腱駆動機構の研究
腱駆動機構とは、”腱(ワイヤ)”でリンクを引っ張るロボット機構です。下図は腱駆動機構の例です (左側の二つの円はモータを表し、右の円はプーリ、プーリとリンクをつないでいる線が腱に相当します)。 このモータが腱を引っ張ると、腱につながれたロボットが動きます。 腱駆動機構は、ワイヤ駆動機構やケーブル駆動機構と呼ばれることがあります。 しかしながら、厳密にいうとこれらと腱駆動機構は区別する必要があります。 なぜなら、ケーブル・ワイヤといった名称は、そのハードウェアに由来します。 そのため、ワイヤ(ケーブル)がループ状になって、関節を押し引きできる場合でもこのように呼びます。 一方、腱駆動機構は、人間の腱のように引っ張る機構のみに用いられます。腱駆動機構はもともとモータをリンク部から切り離して、 ロボット自体を軽くするために開発されました。そのため、ロボットの手のような小型な機構によく用いられます。

◎ 腱駆動機構の基本的な特性と構造分類
人間の人さし指を見てみると、先端の関節は一つ手前の関節と連動して動き、 先端だけ自由に動かすことができません。このような動きをうまく設計するには、腱駆動機構を解析や設計法が必要となります。 下記の図は、腱駆動機構の分類を表したものです。

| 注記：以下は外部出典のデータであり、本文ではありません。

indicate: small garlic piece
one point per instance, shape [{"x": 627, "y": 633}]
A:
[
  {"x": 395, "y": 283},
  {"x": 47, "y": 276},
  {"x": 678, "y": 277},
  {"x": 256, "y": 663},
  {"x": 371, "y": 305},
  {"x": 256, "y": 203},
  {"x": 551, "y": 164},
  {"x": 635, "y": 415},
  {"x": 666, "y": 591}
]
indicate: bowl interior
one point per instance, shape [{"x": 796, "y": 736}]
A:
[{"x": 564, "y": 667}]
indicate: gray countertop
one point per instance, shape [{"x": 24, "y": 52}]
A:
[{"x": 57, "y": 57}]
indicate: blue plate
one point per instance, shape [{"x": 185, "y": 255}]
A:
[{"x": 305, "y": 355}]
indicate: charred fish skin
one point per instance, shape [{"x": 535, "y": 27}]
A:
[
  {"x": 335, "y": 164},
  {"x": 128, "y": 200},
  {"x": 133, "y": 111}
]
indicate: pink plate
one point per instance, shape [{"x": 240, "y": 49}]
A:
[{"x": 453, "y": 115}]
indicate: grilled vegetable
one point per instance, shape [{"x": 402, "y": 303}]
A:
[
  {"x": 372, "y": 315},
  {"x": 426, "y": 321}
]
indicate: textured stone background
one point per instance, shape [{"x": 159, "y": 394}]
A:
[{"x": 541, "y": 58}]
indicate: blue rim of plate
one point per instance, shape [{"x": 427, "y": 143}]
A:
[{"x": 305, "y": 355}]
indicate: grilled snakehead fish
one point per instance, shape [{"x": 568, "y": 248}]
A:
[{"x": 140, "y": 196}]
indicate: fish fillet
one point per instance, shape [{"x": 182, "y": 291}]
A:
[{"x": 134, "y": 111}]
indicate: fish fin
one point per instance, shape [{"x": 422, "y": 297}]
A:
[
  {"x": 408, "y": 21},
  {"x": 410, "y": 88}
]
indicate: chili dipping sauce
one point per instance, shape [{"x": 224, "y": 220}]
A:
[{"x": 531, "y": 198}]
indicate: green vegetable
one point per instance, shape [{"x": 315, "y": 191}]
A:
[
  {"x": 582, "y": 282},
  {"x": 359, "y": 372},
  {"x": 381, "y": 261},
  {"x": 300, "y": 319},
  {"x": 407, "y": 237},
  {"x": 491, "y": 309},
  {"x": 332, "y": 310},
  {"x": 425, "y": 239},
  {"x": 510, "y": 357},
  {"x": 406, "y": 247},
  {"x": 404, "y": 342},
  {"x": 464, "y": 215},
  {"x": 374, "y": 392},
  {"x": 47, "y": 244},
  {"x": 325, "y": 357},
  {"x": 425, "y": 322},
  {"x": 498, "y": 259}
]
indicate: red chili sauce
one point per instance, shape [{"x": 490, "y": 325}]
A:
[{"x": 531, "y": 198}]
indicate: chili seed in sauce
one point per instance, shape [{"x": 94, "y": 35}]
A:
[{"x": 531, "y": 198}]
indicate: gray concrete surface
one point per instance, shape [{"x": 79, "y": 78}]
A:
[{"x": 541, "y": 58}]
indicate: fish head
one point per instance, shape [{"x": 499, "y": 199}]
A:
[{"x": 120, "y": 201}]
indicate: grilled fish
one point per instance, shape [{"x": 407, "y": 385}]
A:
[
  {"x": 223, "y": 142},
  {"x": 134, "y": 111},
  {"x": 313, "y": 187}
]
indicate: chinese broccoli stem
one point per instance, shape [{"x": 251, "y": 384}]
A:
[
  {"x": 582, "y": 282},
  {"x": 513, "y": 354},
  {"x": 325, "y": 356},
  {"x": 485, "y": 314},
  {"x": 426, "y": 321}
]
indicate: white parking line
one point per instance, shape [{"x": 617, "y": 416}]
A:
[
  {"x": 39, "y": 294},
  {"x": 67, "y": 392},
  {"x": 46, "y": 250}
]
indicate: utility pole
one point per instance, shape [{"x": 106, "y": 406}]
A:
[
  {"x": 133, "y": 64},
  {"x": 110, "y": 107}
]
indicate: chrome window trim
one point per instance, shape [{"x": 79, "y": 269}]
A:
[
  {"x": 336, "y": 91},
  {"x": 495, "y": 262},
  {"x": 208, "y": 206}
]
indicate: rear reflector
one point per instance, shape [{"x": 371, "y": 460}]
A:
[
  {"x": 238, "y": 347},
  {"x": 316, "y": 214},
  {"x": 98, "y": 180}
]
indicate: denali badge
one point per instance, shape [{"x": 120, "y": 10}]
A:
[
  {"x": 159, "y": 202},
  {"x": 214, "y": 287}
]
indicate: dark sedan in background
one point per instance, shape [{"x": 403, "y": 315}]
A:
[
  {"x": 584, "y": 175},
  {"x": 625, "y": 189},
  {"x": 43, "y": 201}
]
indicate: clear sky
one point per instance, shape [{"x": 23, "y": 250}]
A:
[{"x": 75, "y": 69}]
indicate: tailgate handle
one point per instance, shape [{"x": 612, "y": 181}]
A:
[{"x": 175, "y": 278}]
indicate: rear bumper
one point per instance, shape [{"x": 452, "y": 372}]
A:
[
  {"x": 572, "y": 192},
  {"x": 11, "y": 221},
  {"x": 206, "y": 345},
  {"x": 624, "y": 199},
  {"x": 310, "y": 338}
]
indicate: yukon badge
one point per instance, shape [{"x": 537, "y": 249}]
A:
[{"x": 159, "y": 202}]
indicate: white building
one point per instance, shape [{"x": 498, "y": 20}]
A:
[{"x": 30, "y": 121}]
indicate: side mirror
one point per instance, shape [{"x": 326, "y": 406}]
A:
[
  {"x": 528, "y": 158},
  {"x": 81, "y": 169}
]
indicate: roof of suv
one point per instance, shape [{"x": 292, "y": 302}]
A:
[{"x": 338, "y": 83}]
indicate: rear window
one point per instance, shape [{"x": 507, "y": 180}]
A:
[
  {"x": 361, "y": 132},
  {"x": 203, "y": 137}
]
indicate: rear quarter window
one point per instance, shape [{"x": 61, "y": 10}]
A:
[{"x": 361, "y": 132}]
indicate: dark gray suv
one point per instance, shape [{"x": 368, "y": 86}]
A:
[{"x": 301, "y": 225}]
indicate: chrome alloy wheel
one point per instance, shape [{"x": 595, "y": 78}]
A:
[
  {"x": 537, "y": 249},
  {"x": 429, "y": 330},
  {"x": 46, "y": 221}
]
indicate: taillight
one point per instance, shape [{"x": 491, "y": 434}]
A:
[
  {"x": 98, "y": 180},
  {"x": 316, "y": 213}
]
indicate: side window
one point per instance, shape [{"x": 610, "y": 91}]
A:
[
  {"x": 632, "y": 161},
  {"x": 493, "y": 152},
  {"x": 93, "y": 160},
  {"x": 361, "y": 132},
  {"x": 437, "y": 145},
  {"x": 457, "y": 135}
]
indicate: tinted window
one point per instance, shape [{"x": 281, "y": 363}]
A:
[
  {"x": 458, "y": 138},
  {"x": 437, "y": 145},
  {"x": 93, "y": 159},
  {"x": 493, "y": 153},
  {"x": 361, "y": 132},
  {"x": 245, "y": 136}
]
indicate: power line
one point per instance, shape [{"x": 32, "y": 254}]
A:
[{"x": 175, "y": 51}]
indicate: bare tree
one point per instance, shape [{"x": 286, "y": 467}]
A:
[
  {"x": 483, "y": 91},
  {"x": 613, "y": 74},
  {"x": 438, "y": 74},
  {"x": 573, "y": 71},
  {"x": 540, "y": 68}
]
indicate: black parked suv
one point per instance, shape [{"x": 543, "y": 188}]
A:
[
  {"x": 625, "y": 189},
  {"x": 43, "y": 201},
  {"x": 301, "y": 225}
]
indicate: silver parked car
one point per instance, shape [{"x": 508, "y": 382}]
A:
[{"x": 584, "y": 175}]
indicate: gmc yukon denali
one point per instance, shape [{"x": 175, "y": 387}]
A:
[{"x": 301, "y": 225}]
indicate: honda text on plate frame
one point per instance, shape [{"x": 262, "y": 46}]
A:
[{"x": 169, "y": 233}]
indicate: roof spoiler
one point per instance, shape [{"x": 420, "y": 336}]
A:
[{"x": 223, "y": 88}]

腱駆動機構は、同じ姿勢を保っていられるか(平衡点の存在)と 幾つの関節が独立に駆動できるか(駆動自由度)ということで6つのクラスに分類することができます。 この分類に基づき、腱駆動機構の設計法を設計しました(Ozawa et al., IEEE TRO 2014)。

◎ 腱駆動機構の腱破断構造の解析とその設計・制御法
腱駆動機構はその冗長性を利用し,一部の腱が破断しても駆動特性に大きく影響を与えないようにすることができます。 ただし,この腱の配置は適切に設計しないと冗長な分の腱が破断した際に駆動特性が保てません。この研究では,そのような 適切な腱の張り方を作るための代数的構造の解析を行っています。また,腱が破断した際,適切に制御系を切り替えないと 制御性能が劣化します。下記のビデオは,切り替えを腱の長さの統計的なばらつきから判断して制御系を切り替える方法を実装したものです。
◎ 象の動きを模倣した腱駆動機構の設計法
象の動きを観測し,解析した上で,関節の数より少ない数のアクチュエータで元の象の動きに近い動きを実現する腱駆動機構を開発しました。 このような手法を応用することで,様々な動物型のロボット機構の開発を目指しています。

◎ 腱駆動機構の機構的な柔らかさの研究
腱に柔らかさを持たせることで、人間の筋のような柔らかい特性を模倣できるため、 人間と共存を目指すような柔らかいロボットにも多く採用されます。柔らかさを持たせる典型的な方法は、 ワイヤの経路中に弾性要素を挿入する方法です。これにより筋肉が持っているといわれるバネの性質を実現することができます(下図参照)。 腱駆動機構は、引っ張ることのみでロボットを動かすため、通常、関節の数より多い数のモータが必要となります。 このような腱駆動機構をうまく制御しようとするためには、腱の柔らかさを考慮しながら、引っ張ることだけでうまく制御する方法を考える必要があります。そのため、通常のロボット機構より複雑な制御方法を考える必要があります。 下図の腱駆動機構は、すべての腱にモータが取り付けられていますが、実際にはこれらのモータをバネに置き換えて使うことがあります。